In animal models, L-arginine supplementation improves mucosal blood flow by increasing intestinal NO levels, reduces the secretion of pro-inflammatory factors, and alleviates intestinal mucosal inflammation.

However, in clinical studies, results vary significantly across different cohorts: Some small-scale studies show that mild ulcerative colitis patients supplementing with L-arginine (812 g per day) experience reduced levels of fecal calprotectin (an intestinal inflammation marker) and improved symptoms. However, large-scale multi-center studies find no significant difference in symptom remission rates between IBD patients with moderate to severe disease supplemented with L-arginine and those in the placebo group. Additionally, some patients experience adverse reactions such as abdominal distension and diarrhea due to intestinal malabsorption, which is presumably related to intestinal flora disorders and abnormal arginine metabolic pathways in patients.

The clinical application of L-arginine in rheumatoid arthritis also faces challenges:

Patients with rheumatoid arthritis have abnormal local NO metabolism in joints. Supplementation with L-arginine may affect both anti-inflammatory and pro-inflammatory pathways. Some studies show that its effect on improving joint pain and swelling is limited, and long-term use may increase the burden on liver and kidney function. Therefore, it is currently only used as "adjuvant nutritional support" rather than a primary treatment.

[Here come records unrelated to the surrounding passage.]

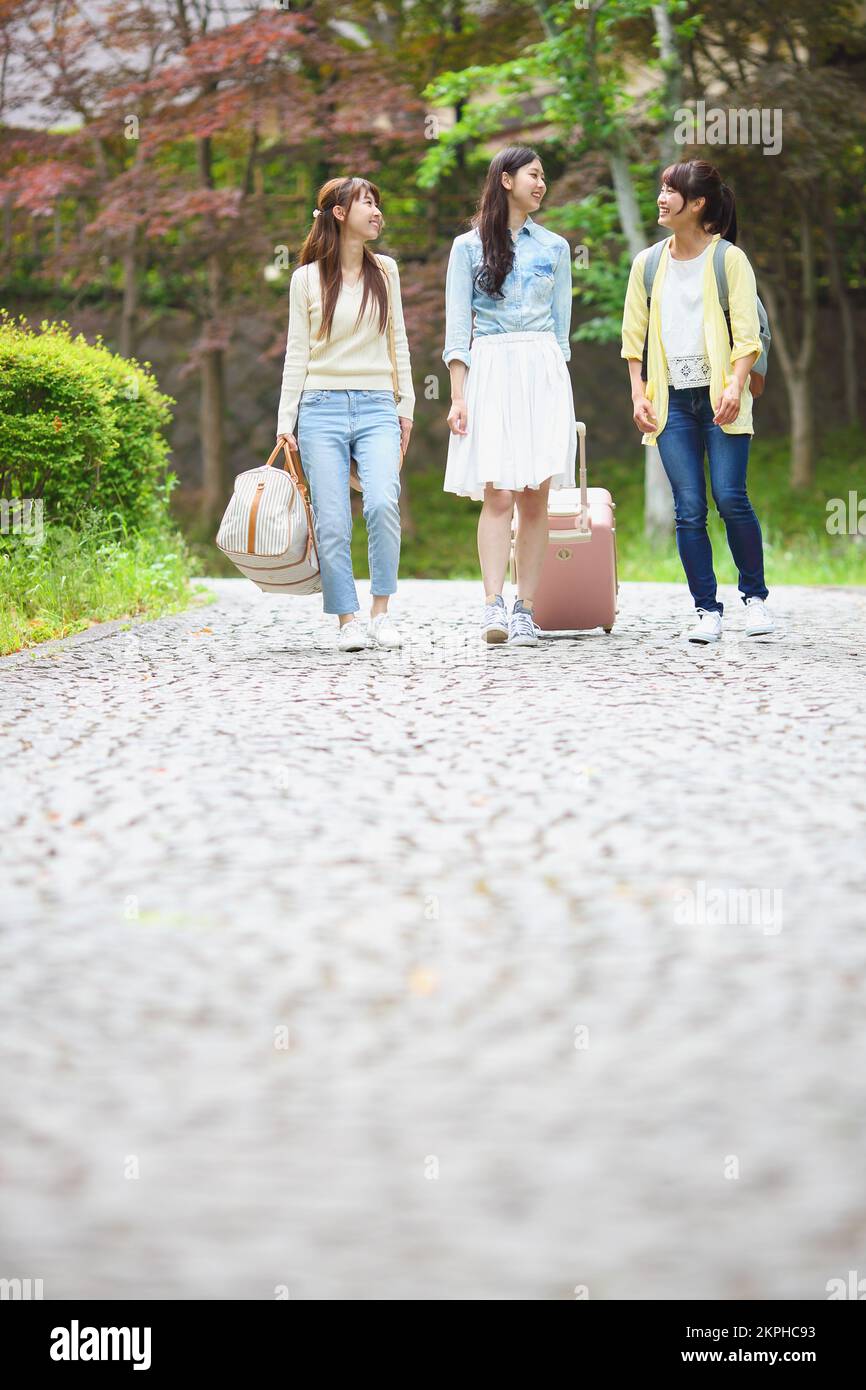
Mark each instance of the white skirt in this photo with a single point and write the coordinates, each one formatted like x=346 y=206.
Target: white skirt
x=520 y=407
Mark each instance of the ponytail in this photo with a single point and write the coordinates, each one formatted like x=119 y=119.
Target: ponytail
x=699 y=178
x=727 y=220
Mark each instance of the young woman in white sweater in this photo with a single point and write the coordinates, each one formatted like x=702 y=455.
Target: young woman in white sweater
x=346 y=388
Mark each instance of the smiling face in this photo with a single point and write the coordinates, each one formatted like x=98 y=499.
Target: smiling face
x=676 y=213
x=527 y=186
x=363 y=217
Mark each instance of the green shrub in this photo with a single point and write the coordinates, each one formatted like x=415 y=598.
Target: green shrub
x=81 y=427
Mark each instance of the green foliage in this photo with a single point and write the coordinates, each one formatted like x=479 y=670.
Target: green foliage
x=97 y=571
x=81 y=426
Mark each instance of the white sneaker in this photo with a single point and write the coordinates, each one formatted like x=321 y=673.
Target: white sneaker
x=523 y=628
x=384 y=631
x=758 y=617
x=352 y=637
x=708 y=628
x=495 y=626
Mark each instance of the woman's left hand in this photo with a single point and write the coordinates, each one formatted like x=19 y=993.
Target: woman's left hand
x=729 y=405
x=405 y=434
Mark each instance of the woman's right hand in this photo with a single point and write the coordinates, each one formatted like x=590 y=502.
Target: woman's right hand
x=644 y=414
x=458 y=419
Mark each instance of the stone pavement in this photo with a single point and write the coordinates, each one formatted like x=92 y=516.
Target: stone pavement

III. Translational Challenges and Future Directions from Laboratory to Clinic

Although extensive laboratory evidence has been obtained regarding the role of L-arginine in inflammatory responses, there remains a "disconnection between mechanism and efficacy" in clinical applications. The core challenges focus on the following three aspects:

Individual Metabolic Differences: Different patients (e.g., with varying liver and kidney function, age, and underlying diseases) have different metabolic capacities for L-arginine, leading to variations in in vivo NO production and metabolite distribution at the same dose. This makes it difficult to establish unified clinical dose standards.

Complexity of Inflammation Types: The pathogenesis of acute inflammation (e.g., infectious inflammation, traumatic inflammation) differs from that of chronic inflammation (e.g., autoimmune inflammation). The activity of L-arginines target molecules (e.g., iNOS, arginase) varies, requiring targeted design of clinical protocols.

Lack of Precise Monitoring Tools: Currently, there is a lack of convenient clinical indicators (e.g., real-time NO concentration, arginine metabolic enzyme activity) to evaluate the in vivo action status of L-arginine, making it difficult to dynamically adjust administration regimens and increasing the blindness of clinical application.

Future translational research should focus on "precision" and "individualization":

On one hand, molecular biology technologies (e.g., genetic testing, metabolomics) can be used to screen patients with inflammation subtypes sensitive to L-arginine and identify suitable populations.

On the other hand, targeted delivery systems (e.g., intestinal mucosa-targeted preparations, inflammation site-responsive carriers) can be developed to enable L-arginine release at specific inflammatory sites, reducing side effects caused by systemic metabolism.

Meanwhile, real-time monitoring technologies (e.g., portable NO detectors) can be integrated to dynamically adjust doses, achieving a clinical application model of "clear mechanism, precise dosage, and population adaptation," and promoting L-arginine from laboratory mechanistic research to more effective clinical inflammation management.